When treating newborn infants with seizures, it is important to address and treat the underlying cause of the seizures as well as administer an antiepileptic medication to stop the seizures. The most commonly used antiepileptic medication is phenobarbital. However, other options including lorazepam, diazepam, midazolam, fosphenytoin or levetiracetam have also been used. Seizures due to neonatal encephalopathy may be very difficult to control for the first 72 hours, but then often improve. In cases where seizures are very subtle, or subclinical only, EEG monitoring can be very helpful to confirm seizure control has been achieved.
In many neonates with seizures, antiepileptic medications can be stopped, sometimes prior to discharge from the Neonatal Intensive Care Unit, and sometimes after only several months of treatment. In most of these children, seizures will not recur.
What is the Outcome of Babies Who Have Had Neonatal Seizures?

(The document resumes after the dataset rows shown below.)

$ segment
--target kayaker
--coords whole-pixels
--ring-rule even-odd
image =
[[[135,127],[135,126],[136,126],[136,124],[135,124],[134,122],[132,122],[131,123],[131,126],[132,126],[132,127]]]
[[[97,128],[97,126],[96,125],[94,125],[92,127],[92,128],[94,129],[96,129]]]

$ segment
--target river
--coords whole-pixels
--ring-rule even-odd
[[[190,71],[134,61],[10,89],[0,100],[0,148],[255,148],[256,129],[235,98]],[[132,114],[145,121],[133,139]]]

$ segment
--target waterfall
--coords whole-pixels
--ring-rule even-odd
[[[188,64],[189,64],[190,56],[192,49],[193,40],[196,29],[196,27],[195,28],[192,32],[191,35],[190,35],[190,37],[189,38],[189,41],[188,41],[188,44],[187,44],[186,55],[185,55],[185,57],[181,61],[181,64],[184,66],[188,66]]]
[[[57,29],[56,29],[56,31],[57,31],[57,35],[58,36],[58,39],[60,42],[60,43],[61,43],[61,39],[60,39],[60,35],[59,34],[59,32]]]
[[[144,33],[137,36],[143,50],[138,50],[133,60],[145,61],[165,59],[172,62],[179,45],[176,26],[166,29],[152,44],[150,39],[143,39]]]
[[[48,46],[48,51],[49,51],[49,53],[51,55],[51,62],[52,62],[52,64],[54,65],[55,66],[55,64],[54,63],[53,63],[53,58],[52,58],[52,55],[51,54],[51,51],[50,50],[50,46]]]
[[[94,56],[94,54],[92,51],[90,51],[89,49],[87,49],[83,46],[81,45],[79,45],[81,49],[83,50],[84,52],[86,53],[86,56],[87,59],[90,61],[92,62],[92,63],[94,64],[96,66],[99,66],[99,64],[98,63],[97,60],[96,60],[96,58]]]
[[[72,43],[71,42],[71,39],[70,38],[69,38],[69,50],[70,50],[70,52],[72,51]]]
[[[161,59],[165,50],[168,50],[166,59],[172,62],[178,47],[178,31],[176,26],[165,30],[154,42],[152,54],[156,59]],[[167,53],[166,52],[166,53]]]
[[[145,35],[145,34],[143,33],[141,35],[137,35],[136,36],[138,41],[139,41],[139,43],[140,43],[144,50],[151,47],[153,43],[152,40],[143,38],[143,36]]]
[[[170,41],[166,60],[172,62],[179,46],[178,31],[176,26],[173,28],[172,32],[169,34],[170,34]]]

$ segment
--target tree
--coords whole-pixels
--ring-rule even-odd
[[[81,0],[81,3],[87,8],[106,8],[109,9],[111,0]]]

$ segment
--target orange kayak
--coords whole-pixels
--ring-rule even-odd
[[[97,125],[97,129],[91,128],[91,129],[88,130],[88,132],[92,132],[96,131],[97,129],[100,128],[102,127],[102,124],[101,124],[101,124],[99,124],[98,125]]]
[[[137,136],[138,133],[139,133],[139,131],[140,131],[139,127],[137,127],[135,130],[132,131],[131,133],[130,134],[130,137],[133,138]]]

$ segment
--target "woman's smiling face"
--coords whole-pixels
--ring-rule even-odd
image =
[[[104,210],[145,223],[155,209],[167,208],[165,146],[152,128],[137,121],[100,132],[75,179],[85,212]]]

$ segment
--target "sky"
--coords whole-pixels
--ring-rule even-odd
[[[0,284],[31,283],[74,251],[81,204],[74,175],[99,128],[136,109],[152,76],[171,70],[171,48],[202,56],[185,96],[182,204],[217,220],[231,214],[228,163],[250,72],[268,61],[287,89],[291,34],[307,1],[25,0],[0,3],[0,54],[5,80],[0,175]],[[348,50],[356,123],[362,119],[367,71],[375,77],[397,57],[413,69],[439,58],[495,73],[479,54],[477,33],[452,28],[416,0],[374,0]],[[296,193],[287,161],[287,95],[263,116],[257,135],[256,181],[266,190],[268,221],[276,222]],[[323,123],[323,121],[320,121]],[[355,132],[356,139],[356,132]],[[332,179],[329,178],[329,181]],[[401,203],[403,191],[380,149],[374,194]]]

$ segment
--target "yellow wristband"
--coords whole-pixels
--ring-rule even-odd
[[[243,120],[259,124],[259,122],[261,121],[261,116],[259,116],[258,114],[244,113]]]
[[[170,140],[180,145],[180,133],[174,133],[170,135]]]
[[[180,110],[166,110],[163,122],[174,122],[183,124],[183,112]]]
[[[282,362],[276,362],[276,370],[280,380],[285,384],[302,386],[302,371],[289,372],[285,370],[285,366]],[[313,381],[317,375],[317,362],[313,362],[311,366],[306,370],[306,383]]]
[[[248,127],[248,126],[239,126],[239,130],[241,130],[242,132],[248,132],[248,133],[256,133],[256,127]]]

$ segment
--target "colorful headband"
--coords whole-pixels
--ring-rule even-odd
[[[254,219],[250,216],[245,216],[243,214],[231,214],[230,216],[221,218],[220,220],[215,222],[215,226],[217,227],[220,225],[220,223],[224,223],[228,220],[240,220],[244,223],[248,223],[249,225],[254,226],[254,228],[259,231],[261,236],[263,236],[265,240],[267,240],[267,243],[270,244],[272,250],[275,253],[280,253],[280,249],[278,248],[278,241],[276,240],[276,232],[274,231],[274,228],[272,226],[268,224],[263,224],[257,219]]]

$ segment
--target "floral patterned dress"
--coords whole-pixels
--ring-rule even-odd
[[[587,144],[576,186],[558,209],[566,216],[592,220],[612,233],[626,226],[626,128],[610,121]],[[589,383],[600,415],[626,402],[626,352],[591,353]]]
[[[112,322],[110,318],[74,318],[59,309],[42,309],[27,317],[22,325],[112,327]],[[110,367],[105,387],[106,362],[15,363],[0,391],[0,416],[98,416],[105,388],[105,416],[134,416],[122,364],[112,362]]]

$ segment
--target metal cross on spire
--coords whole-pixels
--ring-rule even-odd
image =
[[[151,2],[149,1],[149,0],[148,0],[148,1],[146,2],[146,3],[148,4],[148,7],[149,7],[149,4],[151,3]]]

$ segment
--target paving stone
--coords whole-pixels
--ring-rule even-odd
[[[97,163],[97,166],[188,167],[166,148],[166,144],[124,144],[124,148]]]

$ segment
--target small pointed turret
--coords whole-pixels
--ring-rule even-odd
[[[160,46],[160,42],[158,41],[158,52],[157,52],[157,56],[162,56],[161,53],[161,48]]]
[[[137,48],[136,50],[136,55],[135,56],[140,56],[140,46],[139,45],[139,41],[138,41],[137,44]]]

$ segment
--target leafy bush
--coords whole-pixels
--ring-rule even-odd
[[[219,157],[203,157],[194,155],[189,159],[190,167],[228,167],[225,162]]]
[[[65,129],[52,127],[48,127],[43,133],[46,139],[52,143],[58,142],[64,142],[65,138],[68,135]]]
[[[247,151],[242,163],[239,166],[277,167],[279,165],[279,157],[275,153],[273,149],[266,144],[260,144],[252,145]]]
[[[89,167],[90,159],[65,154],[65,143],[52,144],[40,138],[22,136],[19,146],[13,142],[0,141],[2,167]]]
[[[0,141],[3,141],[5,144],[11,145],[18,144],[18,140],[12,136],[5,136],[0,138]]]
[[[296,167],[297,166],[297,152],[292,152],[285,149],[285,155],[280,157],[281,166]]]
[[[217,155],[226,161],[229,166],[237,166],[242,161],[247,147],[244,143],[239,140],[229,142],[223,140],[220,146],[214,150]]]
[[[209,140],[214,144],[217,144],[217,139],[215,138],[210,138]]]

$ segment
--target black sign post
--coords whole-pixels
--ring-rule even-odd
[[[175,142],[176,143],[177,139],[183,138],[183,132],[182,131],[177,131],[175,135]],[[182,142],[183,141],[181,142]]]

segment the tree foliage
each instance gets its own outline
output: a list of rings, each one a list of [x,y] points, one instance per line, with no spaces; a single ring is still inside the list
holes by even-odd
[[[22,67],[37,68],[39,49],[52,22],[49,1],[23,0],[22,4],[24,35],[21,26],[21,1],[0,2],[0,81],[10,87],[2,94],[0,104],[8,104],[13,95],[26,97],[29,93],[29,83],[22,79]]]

One of the biggest predictors of outcome is the underlying cause of the seizures. Most babies who have only mild-moderate neonatal encephalopathy and babies with subarachnoid hemorrhage do well. The outcome in children with hypoglycemia or brain infections is more concerning, and depends on severity – however approximately half of these infants will do well. Babies who have severe neonatal encephalopathy, or those with an underlying brain malformation usually have long term neurological difficulties which may include ongoing epilepsy, motor problems such as cerebral palsy, and learning problems. The EEG pattern may help in predicting of outcome.